I.
I surveyed the land, then built my home exactly where I pleased: just far enough away from the railroad station and center of government, but close enough to them for easy access. Right on the river, with a nice view. Knocked down some old-growth trees and local flora to do it, but the land was mine to command.
Then I expanded the mansion, until the gaudy gold-plated curiosity became the centerpiece of the town.
I put down sidewalks where I wished, then razed them, then put them somewhere else. I added landscaping, cut down trees, planted strange and foreign orchards in their stead. I financed the expansion of a museum, then filled it from my own personal collections of art, antiquities, and hunting trophies.
Eventually, I built monuments to the greatness I had achieved, and even made clear my full ownership over everyone and everything I surveyed by redesigning the town hall to my satisfaction.
I exist to build, to buy, to expand. To be is to consume: I partake solely of the natural resources; I clean out the shops. I spend and save and spend and resell and give, strategically, knowing I will receive tokens in return.
I rule: not through election, but through the power of my pocketbook. The world is mine to command, because I have wealth and privilege. But I must do so lightly, and with compassion. With great wealth comes great responsibility, and my fortune is not for me alone. I spend it helping to better the lot of the working classes, to add art and music to our town. I pay for renovations, and bring in public goods and services.
In Animal Crossing: New Leaf, Nintendo has created the perfect capitalism simulator. Or perhaps a simulator of capitalism as perfection. It is the ideal game for the 19th century.
I rule the town of Villains -- or properly, I suppose, New Villains. The first is but a rust-belt ruin waiting hopelessly for young blood that will never come, languishing away without industry or income on an Animal Crossing: Wild World cartridge I misplaced in 2012.
For 243 days, I have dominated. I have built a paradise of unfettered but benevolent capitalism, one fruit, fish, and bug at a time.
I am Andrew Carnegie.
I am John D. Rockefeller, J.P. Morgan, Cornelius Vanderbilt.
I am that which founded and which underlies the 20th and 21st centuries, both for good and for ill.
II.
I believe in public art.
DC is a woefully impersonalized city. Planned and regulated from the start, and required to support its residents without any support for them, it lacks in personality.
But it still has a soul.
Its soul is money and greed and power and craven climbing but sometimes, sometimes, its soul sings.
There was a jazz trumpeter, a good one, busking his heart out at the Metro station this morning.
It's 2014. I pay for my morning coffee with my phone. I never have cash.
I found my reserve parking meter quarters, put them into his case, and used them to hold down a $1 bill that kept trying to fly away.

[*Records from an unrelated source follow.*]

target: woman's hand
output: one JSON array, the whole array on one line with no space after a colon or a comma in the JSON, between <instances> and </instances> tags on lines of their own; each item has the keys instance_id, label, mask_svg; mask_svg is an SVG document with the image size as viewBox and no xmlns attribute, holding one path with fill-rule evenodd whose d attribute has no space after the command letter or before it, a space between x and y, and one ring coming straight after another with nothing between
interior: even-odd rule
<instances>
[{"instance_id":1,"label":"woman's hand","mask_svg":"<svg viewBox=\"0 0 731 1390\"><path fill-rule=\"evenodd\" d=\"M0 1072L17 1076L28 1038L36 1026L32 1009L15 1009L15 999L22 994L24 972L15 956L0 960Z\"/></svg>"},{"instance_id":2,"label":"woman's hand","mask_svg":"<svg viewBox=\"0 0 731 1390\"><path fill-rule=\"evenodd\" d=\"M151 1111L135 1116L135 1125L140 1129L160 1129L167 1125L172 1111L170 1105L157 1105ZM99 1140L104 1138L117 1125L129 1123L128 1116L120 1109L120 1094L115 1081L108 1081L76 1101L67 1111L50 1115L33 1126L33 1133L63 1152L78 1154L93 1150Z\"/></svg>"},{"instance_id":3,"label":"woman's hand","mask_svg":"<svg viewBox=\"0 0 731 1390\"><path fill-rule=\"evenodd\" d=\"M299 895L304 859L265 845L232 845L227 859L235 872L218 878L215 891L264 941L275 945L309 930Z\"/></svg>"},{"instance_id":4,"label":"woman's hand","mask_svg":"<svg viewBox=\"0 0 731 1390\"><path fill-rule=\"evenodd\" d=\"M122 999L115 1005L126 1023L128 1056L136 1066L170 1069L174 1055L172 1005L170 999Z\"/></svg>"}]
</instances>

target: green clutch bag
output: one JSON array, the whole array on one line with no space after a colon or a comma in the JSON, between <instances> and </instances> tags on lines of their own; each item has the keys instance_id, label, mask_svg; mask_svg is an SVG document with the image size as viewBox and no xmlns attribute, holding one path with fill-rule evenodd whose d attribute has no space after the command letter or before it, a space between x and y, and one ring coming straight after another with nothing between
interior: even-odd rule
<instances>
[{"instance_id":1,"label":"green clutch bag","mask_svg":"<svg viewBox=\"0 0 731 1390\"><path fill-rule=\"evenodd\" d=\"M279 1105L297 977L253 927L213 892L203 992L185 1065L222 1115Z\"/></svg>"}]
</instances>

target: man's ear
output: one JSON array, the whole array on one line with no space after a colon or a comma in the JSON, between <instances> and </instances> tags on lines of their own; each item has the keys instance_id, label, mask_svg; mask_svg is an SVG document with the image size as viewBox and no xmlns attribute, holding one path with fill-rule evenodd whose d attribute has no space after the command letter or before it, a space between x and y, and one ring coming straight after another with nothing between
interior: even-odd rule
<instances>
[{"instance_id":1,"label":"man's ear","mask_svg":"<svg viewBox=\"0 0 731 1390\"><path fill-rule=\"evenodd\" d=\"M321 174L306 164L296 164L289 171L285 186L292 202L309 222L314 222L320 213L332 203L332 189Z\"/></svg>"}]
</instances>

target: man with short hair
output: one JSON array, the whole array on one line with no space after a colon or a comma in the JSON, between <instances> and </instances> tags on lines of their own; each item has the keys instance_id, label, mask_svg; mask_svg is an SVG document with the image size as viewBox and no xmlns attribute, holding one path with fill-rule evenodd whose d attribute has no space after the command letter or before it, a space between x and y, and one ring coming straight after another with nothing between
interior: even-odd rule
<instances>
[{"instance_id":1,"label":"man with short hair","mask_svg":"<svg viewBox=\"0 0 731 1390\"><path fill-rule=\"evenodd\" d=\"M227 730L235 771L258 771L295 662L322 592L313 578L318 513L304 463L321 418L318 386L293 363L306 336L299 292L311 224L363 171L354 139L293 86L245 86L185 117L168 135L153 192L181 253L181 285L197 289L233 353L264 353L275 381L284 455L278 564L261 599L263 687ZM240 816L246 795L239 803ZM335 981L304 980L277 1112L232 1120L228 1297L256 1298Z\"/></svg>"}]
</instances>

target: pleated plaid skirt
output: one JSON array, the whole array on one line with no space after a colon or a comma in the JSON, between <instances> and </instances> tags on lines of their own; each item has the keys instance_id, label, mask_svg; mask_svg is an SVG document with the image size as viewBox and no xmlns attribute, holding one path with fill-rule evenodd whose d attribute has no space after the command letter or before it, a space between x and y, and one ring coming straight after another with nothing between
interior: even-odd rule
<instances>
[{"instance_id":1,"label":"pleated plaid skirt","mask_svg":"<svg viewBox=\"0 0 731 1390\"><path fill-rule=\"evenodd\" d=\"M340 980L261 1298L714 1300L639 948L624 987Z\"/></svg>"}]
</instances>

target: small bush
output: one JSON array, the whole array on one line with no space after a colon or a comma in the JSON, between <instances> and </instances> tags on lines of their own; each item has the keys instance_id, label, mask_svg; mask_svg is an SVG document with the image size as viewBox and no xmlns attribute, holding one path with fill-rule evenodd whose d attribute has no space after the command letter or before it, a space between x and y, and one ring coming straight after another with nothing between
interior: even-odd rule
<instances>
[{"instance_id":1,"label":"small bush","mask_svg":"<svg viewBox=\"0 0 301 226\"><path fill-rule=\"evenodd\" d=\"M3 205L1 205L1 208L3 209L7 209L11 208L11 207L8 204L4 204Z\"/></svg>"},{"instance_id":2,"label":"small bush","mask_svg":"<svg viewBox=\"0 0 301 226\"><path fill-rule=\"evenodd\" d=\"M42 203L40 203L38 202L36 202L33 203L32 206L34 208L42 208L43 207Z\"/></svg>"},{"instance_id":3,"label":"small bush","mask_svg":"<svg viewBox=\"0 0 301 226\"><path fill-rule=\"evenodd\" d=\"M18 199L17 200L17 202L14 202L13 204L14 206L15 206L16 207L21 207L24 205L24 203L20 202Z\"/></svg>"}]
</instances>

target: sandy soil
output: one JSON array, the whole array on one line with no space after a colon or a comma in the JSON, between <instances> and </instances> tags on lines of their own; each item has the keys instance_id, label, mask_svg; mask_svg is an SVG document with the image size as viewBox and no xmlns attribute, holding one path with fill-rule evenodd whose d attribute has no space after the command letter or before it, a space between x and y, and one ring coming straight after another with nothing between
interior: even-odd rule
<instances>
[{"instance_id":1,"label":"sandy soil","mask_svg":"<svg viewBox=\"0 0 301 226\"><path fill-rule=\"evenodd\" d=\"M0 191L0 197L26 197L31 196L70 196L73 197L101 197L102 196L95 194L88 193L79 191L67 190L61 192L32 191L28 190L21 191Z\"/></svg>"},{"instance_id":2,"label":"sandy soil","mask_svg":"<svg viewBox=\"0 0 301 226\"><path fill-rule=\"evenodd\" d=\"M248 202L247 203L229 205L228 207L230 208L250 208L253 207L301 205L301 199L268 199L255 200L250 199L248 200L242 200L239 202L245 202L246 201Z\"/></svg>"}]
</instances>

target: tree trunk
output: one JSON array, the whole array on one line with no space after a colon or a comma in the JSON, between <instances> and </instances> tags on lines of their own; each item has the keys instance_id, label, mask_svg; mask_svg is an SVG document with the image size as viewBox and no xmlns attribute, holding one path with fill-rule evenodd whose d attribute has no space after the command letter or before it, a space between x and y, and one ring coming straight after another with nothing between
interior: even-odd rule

He couldn’t chase it. He was playing.
There are many buskers. I need to carry more cash.
III.
I support somewhere between 5 and 10 people on Patreon. I forget how many. The number just keeps going up anyway. I will continue to do so for as long as I have a salary and budget with room for discretionary spending. I am duty-bound to pass along my privilege and good fortune where I can.
I hate Patreon.
I hate deciding which of my talented friends and peers deserves $2 for hard work well-done and which of them deserves $0.50. I hate deciding that I shouldn’t support friends who are popular, because I have less-popular friends who need the money more. I cringe at the thought that anyone might feel they owe me anything in their work, or that they owe me any work at all.
I would like to buy a magazine. When I buy a magazine I do not have to decide what percentage of my $5 goes to the cover story and what percentage goes to two other shorter but no less important features and what percentage goes to opinion columnists and what percentage goes to photographers and artists and editors and layout artists and and and and and.
The magazines aren’t on Patreon.
They’re on Kickstarter. Same problem. Different tools.
I hand over my credit card number. If people whose work I believe in are going to be forced to busk hat in hand, when the world won’t pay them honest salaries for honest (so raw, so honest, so good) work, then by god I will be their patron.
At least I don’t need cash.
IV.
A pop culture journalist writing about the events of the past terrible month wrote to me this week to ask why I left gaming journalism.
In the course of conversation, I told him that one of the things “they” never tell you when you’re growing up is that leaving a job can be every bit as much of a relief, if not more so, than getting one.
My reasons were deeply personal and somewhat accidental.
My reasons were completely impersonal and utterly systemic.
I’m not sure my reasons matter.
V.
The fight destroys careers and lives and jobs.
The fight is for careers and lives and jobs.
VI.
I am not Andrew Carnegie. But his is the role I play.